Support in your own way

There is no right or wrong to helping others

By Lauren Lukens, Editor-In-Chief.

By Lauren Lukens, Editor-In-Chief

From Black Friday shopping to filling up on sweets, the holiday season can bring out the “gimme-gimme” attitude. While some, including myself, are fortunate to wake up to a variety of presents under a lit-up Christmas tree or partake in a different holiday tradition, others are grateful for a warm meal on the table.

When relaxing in a warm home with the company of family and friends, be considered lucky—some as close as metro Detroit will be hungry and alone. This year, set aside time to think of others who may be less fortunate with one of the following ideas, or come up with a service on your own:

• Because there is always a high demand of blood to suffice the lives of the sick and injured, giving blood is the perfect way to help others. If one has never given blood, it is recommended to make an appointment. Approximately two hours of one’s time could save a life.

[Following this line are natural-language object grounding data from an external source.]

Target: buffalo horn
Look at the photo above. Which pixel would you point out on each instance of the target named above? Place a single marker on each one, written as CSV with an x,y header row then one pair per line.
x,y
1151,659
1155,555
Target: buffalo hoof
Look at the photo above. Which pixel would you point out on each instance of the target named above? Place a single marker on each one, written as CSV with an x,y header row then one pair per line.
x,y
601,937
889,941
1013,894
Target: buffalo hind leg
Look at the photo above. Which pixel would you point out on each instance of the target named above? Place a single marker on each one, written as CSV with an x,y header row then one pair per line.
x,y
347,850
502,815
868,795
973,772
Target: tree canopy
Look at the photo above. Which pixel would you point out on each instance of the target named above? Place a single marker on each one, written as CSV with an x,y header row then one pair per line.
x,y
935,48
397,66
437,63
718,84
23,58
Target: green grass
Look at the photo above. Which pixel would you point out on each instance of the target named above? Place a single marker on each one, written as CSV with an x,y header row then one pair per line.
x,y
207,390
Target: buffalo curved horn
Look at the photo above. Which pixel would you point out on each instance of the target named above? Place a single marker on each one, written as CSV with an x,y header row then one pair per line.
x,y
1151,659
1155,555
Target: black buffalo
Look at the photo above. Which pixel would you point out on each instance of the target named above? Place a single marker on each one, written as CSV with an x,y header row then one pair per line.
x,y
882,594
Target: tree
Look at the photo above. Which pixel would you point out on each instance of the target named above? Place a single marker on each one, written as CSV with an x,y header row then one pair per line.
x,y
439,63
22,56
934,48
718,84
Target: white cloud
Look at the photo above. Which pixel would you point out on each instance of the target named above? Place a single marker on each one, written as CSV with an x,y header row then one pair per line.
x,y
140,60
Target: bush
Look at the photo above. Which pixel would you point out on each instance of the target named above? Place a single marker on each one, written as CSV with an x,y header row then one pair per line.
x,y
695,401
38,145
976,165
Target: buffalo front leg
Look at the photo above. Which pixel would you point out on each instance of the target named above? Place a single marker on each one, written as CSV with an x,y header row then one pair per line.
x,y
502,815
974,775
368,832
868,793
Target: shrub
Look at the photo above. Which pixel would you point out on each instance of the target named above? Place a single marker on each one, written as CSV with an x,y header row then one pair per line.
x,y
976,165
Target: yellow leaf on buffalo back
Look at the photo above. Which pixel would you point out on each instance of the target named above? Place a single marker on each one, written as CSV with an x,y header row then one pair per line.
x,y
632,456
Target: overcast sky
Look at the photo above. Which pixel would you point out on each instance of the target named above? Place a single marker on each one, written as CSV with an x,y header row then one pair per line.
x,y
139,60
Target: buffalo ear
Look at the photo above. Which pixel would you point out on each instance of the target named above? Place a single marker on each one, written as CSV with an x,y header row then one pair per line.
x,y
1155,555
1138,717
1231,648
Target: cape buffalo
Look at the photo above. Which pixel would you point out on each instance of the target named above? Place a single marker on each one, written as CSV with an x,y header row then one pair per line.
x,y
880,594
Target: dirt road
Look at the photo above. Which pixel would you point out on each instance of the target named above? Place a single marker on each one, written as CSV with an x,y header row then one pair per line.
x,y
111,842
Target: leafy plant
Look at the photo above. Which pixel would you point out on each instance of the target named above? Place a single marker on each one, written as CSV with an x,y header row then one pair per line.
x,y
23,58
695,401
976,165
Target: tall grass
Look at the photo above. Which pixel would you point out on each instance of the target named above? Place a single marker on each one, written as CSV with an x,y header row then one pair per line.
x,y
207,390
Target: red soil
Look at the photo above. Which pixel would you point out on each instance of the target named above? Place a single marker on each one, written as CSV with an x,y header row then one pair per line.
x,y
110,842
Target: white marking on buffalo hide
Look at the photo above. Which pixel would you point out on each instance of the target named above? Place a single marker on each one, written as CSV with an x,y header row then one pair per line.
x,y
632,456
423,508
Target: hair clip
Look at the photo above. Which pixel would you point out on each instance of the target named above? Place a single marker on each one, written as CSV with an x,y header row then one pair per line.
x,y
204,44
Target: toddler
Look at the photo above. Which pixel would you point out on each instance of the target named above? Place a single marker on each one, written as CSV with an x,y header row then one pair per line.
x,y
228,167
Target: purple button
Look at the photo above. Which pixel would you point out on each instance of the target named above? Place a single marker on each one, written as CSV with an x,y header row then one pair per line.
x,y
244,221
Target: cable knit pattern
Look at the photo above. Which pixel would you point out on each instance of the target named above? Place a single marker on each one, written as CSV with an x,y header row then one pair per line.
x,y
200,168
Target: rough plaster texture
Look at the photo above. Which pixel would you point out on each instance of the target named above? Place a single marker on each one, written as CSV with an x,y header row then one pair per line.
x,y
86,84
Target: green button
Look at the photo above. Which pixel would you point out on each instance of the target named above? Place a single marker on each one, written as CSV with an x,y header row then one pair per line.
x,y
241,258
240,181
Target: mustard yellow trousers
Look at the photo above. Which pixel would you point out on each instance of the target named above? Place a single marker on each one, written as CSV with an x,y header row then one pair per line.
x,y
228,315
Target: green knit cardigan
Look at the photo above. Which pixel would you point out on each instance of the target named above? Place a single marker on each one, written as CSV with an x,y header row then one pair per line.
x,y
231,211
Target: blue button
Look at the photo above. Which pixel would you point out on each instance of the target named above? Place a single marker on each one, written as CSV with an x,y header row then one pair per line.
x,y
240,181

• While the digital age makes it easy to send someone a quick text, email or Facebook post, taking the time to write old-fashioned notes on holiday cards is meaningful and can make peoples’ day. Add a recent photo to make it more personal. Also, while making them, create a few extra and drop them off to a nursing home, hospital or hospice center for those without families. One can also contact their local American Red Cross for information about making cards for military, veterans and families in their community.

• Make days by delivering warm meals for those who are unable to get food themselves. Meals on Wheels is a great way to give back to the community. According to mowaa. org, “The tireless work of these programs—supported by a dedicated army of 2 million volunteers—delivers a nutritious meal, a warm smile and a safety check that helps keep 2.5 million seniors healthy, safe and living independently in their own homes each year.”

• Those who naturally cook delicious food, are proficient at cleaning, like to decorate or just want to help the less fortunate, working at a soup kitchen is an easy, thoughtful way to give back. Many churches and schools organize regular trips to local soup kitchens, and all members of the community are welcome to join Schoolcraft’s Phi Theta Kappa at St. Leo’s Soup Kitchen in Detroit every month.

• If unable to give time or physical work for others due to a crammed schedule, donating canned food or money to Gleaners Food Bank of Southeastern Michigan will feed someone in need. Gleaners distributed 41 million pounds of emergency food to more than 550 partner soup kitchens, shelters and pantries in Wayne, Oakland, Macomb, Livingston and Monroe counties last year, according to gcfb.org. One can also donate to Schoolcraft’s food pantry, located in the Lower Waterman of the VisTaTech Center.

• Humans are not the only ones that are cold and starving during winter. The greatest gift one can give to animals is a warm place to sleep and be loved. Join the In-Home Heroes Animal Foster Program to potentially save a life while simultaneously making a furry friend. There are several animals on the streets that suffer harsh living conditions year-round. Animal lovers over 14-years-old can also volunteer at the Michigan Humane Society directly by applying online.

Whether one helps by giving time, money or a shelter, helping those in need is crucial, especially during the holiday season. If one is feeling like they are unable to get involved because they do not have money to spare, giving time is sometimes the most valuable and humble gift. Similarly, one without time that has excess cash can help by donating to a worthy, reliable cause.

When opening presents on Christmas morning surrounded by family or friends, one needs to remember to be thankful for that they have rather than what they do not have. There are always people alone, starving and cold in every community during the holiday season.